A trilha do dinheiro
Esquema do centrão vai de emendas sem critério técnico a empreiteiras obscuras
Com o enfraquecimento da Presidência nos últimos anos, o Congresso assume poder crescente sobre o gasto federal; sob Jair Bolsonaro (PL), a aliança com o centrão impulsiona despesas incluídas por deputados e senadores no Orçamento; graças a essas emendas parlamentares, elevam-se os recursos da estatal Codevasf.
Siga o dinheiro —a recomendação consagrada em língua inglesa para investigações intrincadas— e será constatado que os contratos da Codevasf privilegiam duas empreiteiras maranhenses pouco conhecidas e de práticas no mínimo heterodoxas, reveladas pela Folha.

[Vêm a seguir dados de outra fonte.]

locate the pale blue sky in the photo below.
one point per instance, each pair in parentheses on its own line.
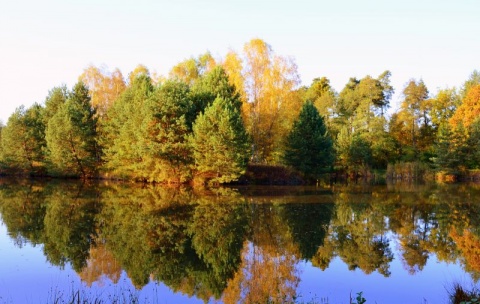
(46,43)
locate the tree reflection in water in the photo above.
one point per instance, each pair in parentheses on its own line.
(240,248)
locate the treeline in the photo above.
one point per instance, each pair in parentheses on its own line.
(210,118)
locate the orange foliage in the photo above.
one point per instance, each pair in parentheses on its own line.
(469,245)
(263,277)
(101,263)
(469,110)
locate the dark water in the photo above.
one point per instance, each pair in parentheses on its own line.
(396,243)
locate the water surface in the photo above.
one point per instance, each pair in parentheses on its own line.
(395,243)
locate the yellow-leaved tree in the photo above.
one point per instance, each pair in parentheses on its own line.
(104,86)
(469,110)
(268,85)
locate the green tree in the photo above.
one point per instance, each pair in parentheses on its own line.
(122,137)
(322,95)
(167,155)
(414,119)
(71,136)
(55,99)
(23,141)
(221,146)
(309,147)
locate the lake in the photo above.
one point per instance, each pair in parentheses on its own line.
(399,243)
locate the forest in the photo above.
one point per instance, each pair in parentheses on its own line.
(211,119)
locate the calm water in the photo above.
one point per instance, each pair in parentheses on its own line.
(396,244)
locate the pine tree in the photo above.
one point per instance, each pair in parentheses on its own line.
(309,147)
(71,136)
(122,135)
(220,143)
(23,141)
(166,151)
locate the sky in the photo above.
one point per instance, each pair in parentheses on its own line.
(44,44)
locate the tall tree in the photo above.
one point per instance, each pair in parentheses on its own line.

Seus dois donos no papel já declararam não sê-lo de fato, numa investigação policial de 2015. O verdadeiro mandachuva seria Eduardo José Barros da Costa, réu nas Justiças Estadual e Federal em ações referentes a casos de corrupção.
Corrupção, claro, é a primeira suspeita a vir à mente em casos de transações mal explicadas entre governo e empreiteiras —e há elementos para dar início a uma apuração rigorosa. Mas há outros danos ao Orçamento e à política pública em jogo. Cumpre fazer de volta a trilha do dinheiro.
As verbas da Codevasf subiram de R$ 1,7 bilhão (valores corrigidos), em 2018, para R$ 2,1 bilhões neste ano, mais da metade oriundos de emendas parlamentares. O aumento se deu num período em que os investimentos federais como um todo minguaram. Antes mais voltada à irrigação, a estatal diversificou seus projetos.
Mais recursos não significaram bons serviços, como mostram o asfalto esfarelado em Petrolina (PE) e as crateras em Imperatriz (MA). A pulverização do gasto público em obras paroquiais, sem análise de relevância, tende a reduzir sua eficiência econômica e social.
É desejável, numa democracia, que o Congresso seja decisivo na elaboração do Orçamento. Mas tal papel deve implicar responsabilização e prestação de contas.